I Spent a Night Camped in a Douglas Fir Tree

Tree climbing at Oregon's Silver Falls State Park is unforgettable

By Kylie Mohr

December 18, 2024

Two people lie in hammocks tied to tree limbs in the canopy.

Tree campers at Silver Falls State Park in Oregon. | Photo by Gritchelle Fallesgon

The smell of sap filled my nostrils, momentarily distracting me from my aching legs and quaky arms. I stared at the bark of the Douglas fir I was dangling from before gazing down at the tree branches surrounding me. My stomach dropped as I registered just how high I was—over a hundred feet off the ground, and I wasn’t even halfway to the top of the mammoth tree I was climbing.

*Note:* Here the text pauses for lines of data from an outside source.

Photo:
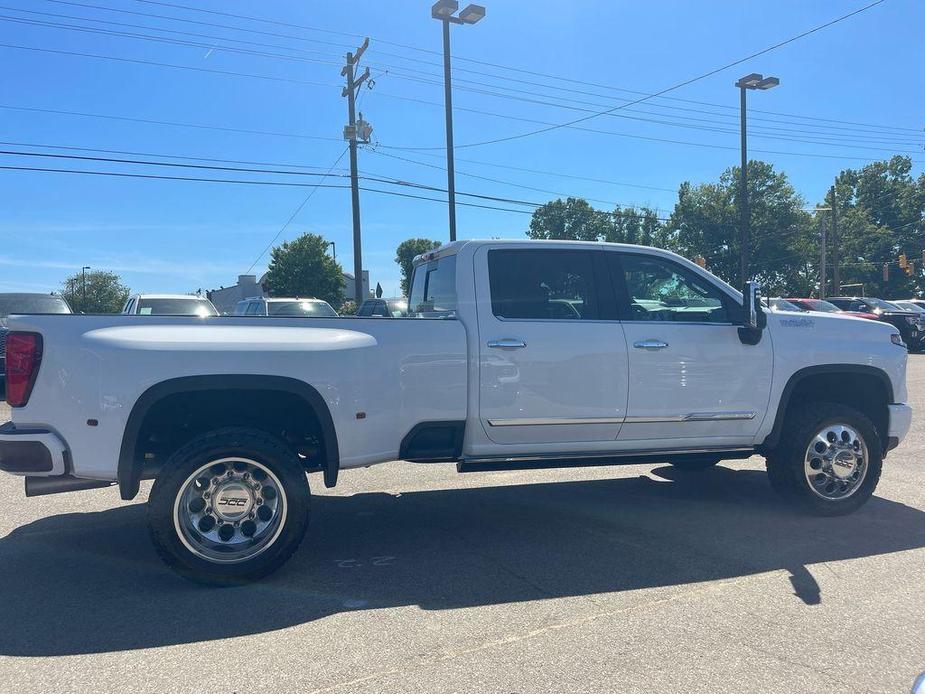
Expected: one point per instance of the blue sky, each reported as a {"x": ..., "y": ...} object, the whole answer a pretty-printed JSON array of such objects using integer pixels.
[{"x": 182, "y": 236}]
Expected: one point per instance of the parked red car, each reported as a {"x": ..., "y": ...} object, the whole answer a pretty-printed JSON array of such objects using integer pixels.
[{"x": 825, "y": 307}]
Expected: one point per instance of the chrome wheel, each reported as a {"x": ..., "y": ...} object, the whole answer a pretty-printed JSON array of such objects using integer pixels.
[
  {"x": 836, "y": 462},
  {"x": 230, "y": 510}
]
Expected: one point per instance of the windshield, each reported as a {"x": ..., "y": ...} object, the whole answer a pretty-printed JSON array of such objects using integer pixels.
[
  {"x": 316, "y": 309},
  {"x": 38, "y": 303},
  {"x": 175, "y": 307},
  {"x": 909, "y": 306},
  {"x": 883, "y": 305},
  {"x": 398, "y": 308},
  {"x": 784, "y": 305}
]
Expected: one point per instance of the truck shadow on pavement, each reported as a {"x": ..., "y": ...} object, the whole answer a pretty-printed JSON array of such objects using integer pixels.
[{"x": 91, "y": 583}]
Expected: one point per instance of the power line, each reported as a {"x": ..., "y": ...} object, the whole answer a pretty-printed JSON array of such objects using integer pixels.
[
  {"x": 726, "y": 129},
  {"x": 506, "y": 68},
  {"x": 295, "y": 213},
  {"x": 286, "y": 184},
  {"x": 546, "y": 128},
  {"x": 461, "y": 82},
  {"x": 499, "y": 181},
  {"x": 155, "y": 154},
  {"x": 152, "y": 63},
  {"x": 162, "y": 39},
  {"x": 510, "y": 93},
  {"x": 600, "y": 131},
  {"x": 178, "y": 124},
  {"x": 672, "y": 88}
]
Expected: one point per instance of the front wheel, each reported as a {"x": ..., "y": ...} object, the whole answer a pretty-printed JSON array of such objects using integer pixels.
[
  {"x": 230, "y": 506},
  {"x": 829, "y": 459}
]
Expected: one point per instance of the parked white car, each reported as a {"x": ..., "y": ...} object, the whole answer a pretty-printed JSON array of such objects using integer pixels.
[
  {"x": 169, "y": 305},
  {"x": 537, "y": 352},
  {"x": 281, "y": 307}
]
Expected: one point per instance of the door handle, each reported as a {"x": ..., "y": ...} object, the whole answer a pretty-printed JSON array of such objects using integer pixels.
[
  {"x": 507, "y": 343},
  {"x": 651, "y": 345}
]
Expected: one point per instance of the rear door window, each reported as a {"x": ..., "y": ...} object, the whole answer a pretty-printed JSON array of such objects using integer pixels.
[{"x": 542, "y": 284}]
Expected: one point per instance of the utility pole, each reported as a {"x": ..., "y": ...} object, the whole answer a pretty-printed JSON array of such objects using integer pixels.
[
  {"x": 822, "y": 266},
  {"x": 836, "y": 279},
  {"x": 83, "y": 273},
  {"x": 823, "y": 271},
  {"x": 444, "y": 10},
  {"x": 752, "y": 81},
  {"x": 350, "y": 133}
]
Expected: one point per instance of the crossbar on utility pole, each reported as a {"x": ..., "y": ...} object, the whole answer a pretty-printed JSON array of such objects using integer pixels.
[{"x": 351, "y": 133}]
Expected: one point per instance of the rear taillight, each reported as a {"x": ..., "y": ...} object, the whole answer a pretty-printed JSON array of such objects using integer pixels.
[{"x": 23, "y": 357}]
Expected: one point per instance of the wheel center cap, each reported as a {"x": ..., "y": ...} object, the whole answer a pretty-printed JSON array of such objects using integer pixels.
[
  {"x": 843, "y": 464},
  {"x": 233, "y": 501}
]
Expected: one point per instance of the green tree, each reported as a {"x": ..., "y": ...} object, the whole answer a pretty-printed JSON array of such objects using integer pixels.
[
  {"x": 880, "y": 214},
  {"x": 406, "y": 252},
  {"x": 303, "y": 268},
  {"x": 99, "y": 291},
  {"x": 705, "y": 222},
  {"x": 573, "y": 219}
]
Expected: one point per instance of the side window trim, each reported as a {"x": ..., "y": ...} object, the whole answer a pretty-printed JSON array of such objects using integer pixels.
[{"x": 625, "y": 314}]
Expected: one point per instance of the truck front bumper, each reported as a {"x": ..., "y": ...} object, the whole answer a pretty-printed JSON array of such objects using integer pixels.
[
  {"x": 900, "y": 422},
  {"x": 30, "y": 451}
]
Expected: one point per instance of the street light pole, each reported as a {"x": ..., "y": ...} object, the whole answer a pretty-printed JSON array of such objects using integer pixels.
[
  {"x": 752, "y": 81},
  {"x": 83, "y": 273},
  {"x": 444, "y": 10}
]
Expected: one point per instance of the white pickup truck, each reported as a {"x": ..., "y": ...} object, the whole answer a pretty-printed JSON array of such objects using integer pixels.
[{"x": 519, "y": 353}]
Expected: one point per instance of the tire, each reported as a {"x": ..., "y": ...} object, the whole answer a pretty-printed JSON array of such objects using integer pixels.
[
  {"x": 831, "y": 482},
  {"x": 235, "y": 468},
  {"x": 696, "y": 464}
]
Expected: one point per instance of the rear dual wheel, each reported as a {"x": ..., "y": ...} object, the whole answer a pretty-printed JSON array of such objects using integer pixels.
[{"x": 230, "y": 507}]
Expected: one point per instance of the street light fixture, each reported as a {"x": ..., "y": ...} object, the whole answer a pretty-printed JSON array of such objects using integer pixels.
[
  {"x": 754, "y": 81},
  {"x": 445, "y": 11}
]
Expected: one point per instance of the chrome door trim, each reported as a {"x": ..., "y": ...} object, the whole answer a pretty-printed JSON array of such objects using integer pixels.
[
  {"x": 559, "y": 421},
  {"x": 691, "y": 417},
  {"x": 553, "y": 421},
  {"x": 609, "y": 454}
]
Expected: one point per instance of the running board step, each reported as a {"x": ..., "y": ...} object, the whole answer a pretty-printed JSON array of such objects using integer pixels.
[
  {"x": 40, "y": 486},
  {"x": 547, "y": 462}
]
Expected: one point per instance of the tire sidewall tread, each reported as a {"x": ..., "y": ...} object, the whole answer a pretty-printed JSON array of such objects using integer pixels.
[
  {"x": 223, "y": 443},
  {"x": 786, "y": 463}
]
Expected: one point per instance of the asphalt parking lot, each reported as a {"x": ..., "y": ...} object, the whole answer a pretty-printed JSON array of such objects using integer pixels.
[{"x": 415, "y": 578}]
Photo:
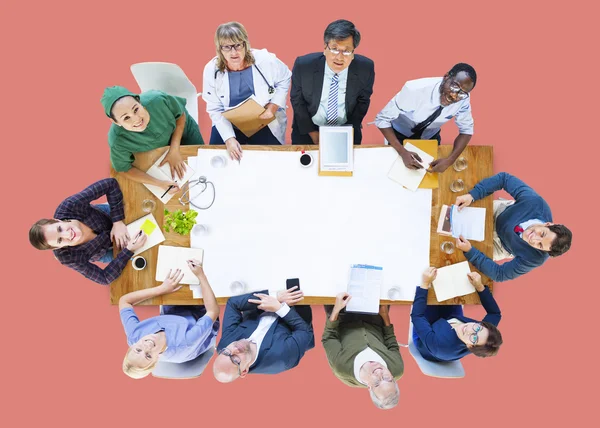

It’s not every day that your camping kit includes a harness and a climbing helmet. You will need such gear if you’re camping with Tree Climbing at Silver Falls, an outfitter at an Oregon state park offering a bucket-list experience—sleeping in the canopy of a century-old tree. While scientists sometimes ascend trees for work—and forest-defense activists organize tree-sits to save them from logging—recreational tree-climbing opportunities in the US are hard to come by. Owner and founder Leo Rosen-Fischer says his business is the only one offering year-round tree climbing and tree camping on public lands.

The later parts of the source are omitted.